King spoke these words in Detroit, two months before he addressed a crowd of nearly 250,000 with his resounding "I Have a Dream" speech at the March on Washington for Freedom and Jobs on August 28, 1963.

Several of King's staff members actually tried to discourage him from using the same "I have a dream" refrain again.


As we all know, that didn't happen. But how this pivotal speech was crafted is just one of several interesting facts about what is one of the most important moments in the 20th century in the United States:

MLK's speech almost didn't include "I have a dream"

King had suggested the familiar "Dream" speech that he used in Detroit for his address at the march, but his adviser the Rev. Wyatt Tee Walker called it "hackneyed and trite."

So, the night before the march, King's staff crafted a new speech, "Normalcy Never Again."

King was the last speaker to address the crowd in Washington that day. As he spoke, gospel singer Mahalia Jackson called out to King, "Tell 'em about the dream, Martin."

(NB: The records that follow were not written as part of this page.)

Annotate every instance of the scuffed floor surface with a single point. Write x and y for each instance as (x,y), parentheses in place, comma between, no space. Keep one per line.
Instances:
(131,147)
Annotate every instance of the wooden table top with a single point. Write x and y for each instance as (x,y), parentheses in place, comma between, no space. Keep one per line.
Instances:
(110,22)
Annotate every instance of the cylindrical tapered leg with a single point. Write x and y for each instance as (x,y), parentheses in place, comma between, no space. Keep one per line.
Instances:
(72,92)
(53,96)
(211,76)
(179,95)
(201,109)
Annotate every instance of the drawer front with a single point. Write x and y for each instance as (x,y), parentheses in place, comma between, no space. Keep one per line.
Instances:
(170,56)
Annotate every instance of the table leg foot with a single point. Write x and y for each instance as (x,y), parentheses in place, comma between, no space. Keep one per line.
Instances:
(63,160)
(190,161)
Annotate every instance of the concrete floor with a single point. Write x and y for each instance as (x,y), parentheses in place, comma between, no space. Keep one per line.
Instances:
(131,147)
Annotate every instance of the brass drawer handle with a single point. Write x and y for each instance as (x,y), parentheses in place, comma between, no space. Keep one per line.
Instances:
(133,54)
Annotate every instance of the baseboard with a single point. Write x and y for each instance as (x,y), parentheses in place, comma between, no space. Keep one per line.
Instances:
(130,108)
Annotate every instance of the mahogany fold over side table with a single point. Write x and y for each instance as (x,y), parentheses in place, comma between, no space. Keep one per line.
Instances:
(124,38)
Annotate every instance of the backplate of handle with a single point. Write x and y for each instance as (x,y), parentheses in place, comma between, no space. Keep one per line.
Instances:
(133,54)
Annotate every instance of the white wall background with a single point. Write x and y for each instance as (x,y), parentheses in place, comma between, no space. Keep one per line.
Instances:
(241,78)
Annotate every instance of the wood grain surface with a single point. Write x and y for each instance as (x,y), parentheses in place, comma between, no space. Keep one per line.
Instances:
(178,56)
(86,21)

Then he paused and said, "I still have a dream."

Walker was out in the audience. "I said, 'Oh, s---.'"

"I thought it was a mistake to use that," Walker recalled. "But how wrong I was. It had never been used on a world stage before."

The rest, of course, is history.

Other Ten facts about the speech 
click here to continue...

1) The speech is known as “I Have a Dream” but those words were never in the original draft, they were ad libbed on the day.

2) It lasts 17 minutes and is widely considered to have been drafted in New York and then in Washington in the hours before the rally.

3) As a result of the speech, Dr King was named Man of the Year by Time Magazine in 1963, and won the Nobel Peace Prize the following year.

4) Dr King drew his references from a wide variety of sources, including the Bible, the US Declaration of Independence and Shakespeare.

5) The speech was watched by more than 200,000 people assembled for the March on Washington, the largest march of the civil rights movement, as well as millions on television.

6) According to his co-authors, Dr King was so busy with the march that, 12 hours before the speech, he still did not have a firm idea about what he was going to say.

7) It was ranked the top speech of the 20th Century by a poll of academics.

 It is said to have had several names and drafts, including “The normalcy speech” and “A Cancelled check”.

9) Dr King was the subject of one of the Irish band U2’s most famous songs, Pride (In the Name of Love).

10) Describing watching the oration, his co-author Clarence B Jones said the speech “went on to depart drastically from the draft I'd delivered”, adding: “In front of all those people, cameras, and microphones, Martin winged it.”